My focus eventually will also go to the cloud such as Atlas, etc. And then compare cloud vs on premise performance, then also how the mobile devices services work such as Device Sync vs AWS App Sync etc. and then comparing GraphQL services where applicable and so on and so forth.
This is dominantly for academic research and working to be as unbiased and direct to findings as I can get.
The Problem
Using MongoDB 6.0.5, 5.0.15, and 4.4.19, for some odd reason even when no data is being stored at all, literally just running the service, MongoDB is reading and writing the following:
6.0.5 is going through 68kB a minute of Read/Write
5.0.15 is going through 74kB a minute of Read/Write
4.4.19 is going through 39kB a minute of Read/Write
The impact of this:
4.4.19 will overwrite ~20.5GB of SSD space per year per instance/service.
5.0.15 will overwrite ~38.9GB of SSD space per year per instance/service
6.0.5 will overwrite ~35.74GB of SSD space per year per instance/service
The impact to this, is that this is without even having any data, just an instance using the Community Server and having an admin account login. No sharding, no other configurations besides the following:
Storage path, system log destination, the port, ad process management etc. Everything is just default.
This isn’t seen in other vendors, is there a specific operation that causes this to occur? The significance of this is that this causes premature failure of SSDs that organically have a limited number of reads/writes. Once you start putting data on the services such as a JSON doc with typical Name, Address, Phone Number, etc. and store just the sample airBnB data, this can jump the reads/writes at rest to almost twice of what it’s doing.
Then if you start a 3 sharded cluster, and combine each shard, just at rest, it multiplies further. In my research for root cause of this issue, I found a user post from 2021 describing this same issue with a similar finding: Martin_Beran who made the same discovery apparently in Jan of 2021.
Is there any information of why it is doing this, or how to throttle these misc read/writes down to save on hardware?

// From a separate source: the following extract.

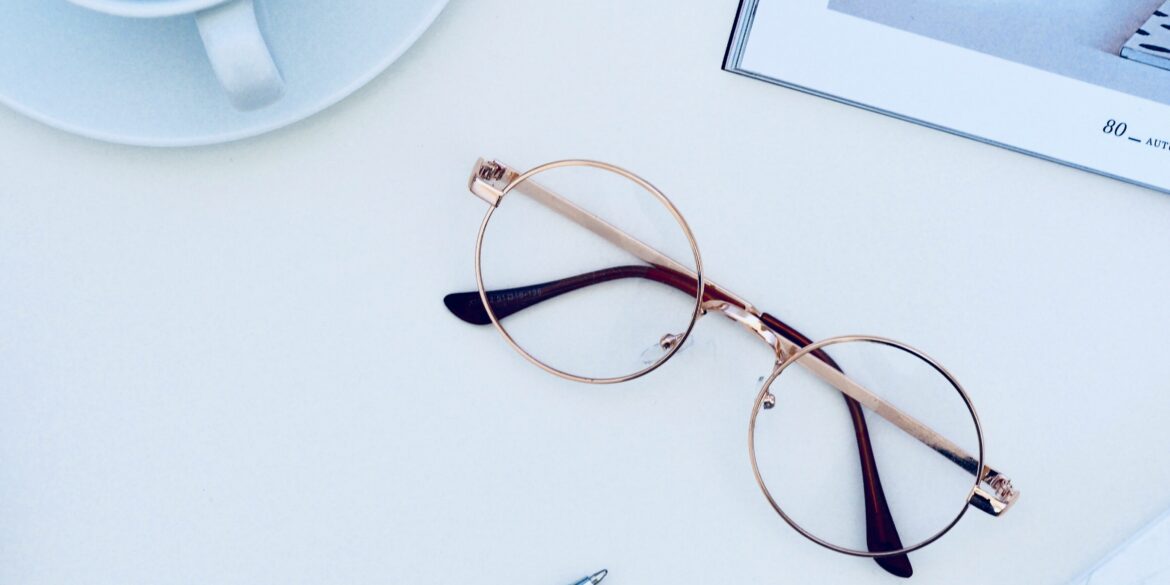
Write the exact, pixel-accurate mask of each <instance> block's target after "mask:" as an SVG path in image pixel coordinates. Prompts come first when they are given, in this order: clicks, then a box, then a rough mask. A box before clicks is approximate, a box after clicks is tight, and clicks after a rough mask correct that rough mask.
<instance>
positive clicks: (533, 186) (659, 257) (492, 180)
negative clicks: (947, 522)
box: [448, 158, 1019, 576]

Is there any performance impacts known after doing this?
Is this some kind of old bug?
I don’t see this being a problem with cloud managed services like Atlas, but for on-premise performance and for hybrid performance, this brings and MTTF metric for hardware impact that is significant in comparison to other services.
Another Large Question
What exactly is MongoDB reading and writing when it’s not storing anything? In my attempts to find whatever it’s writing or reading, I literally can’t find anything at all. This is literally just running after installation and basic config with everything but sample data loaded. Once you add sample data the rates of reads/writes at rest exponentially increase for no known reason.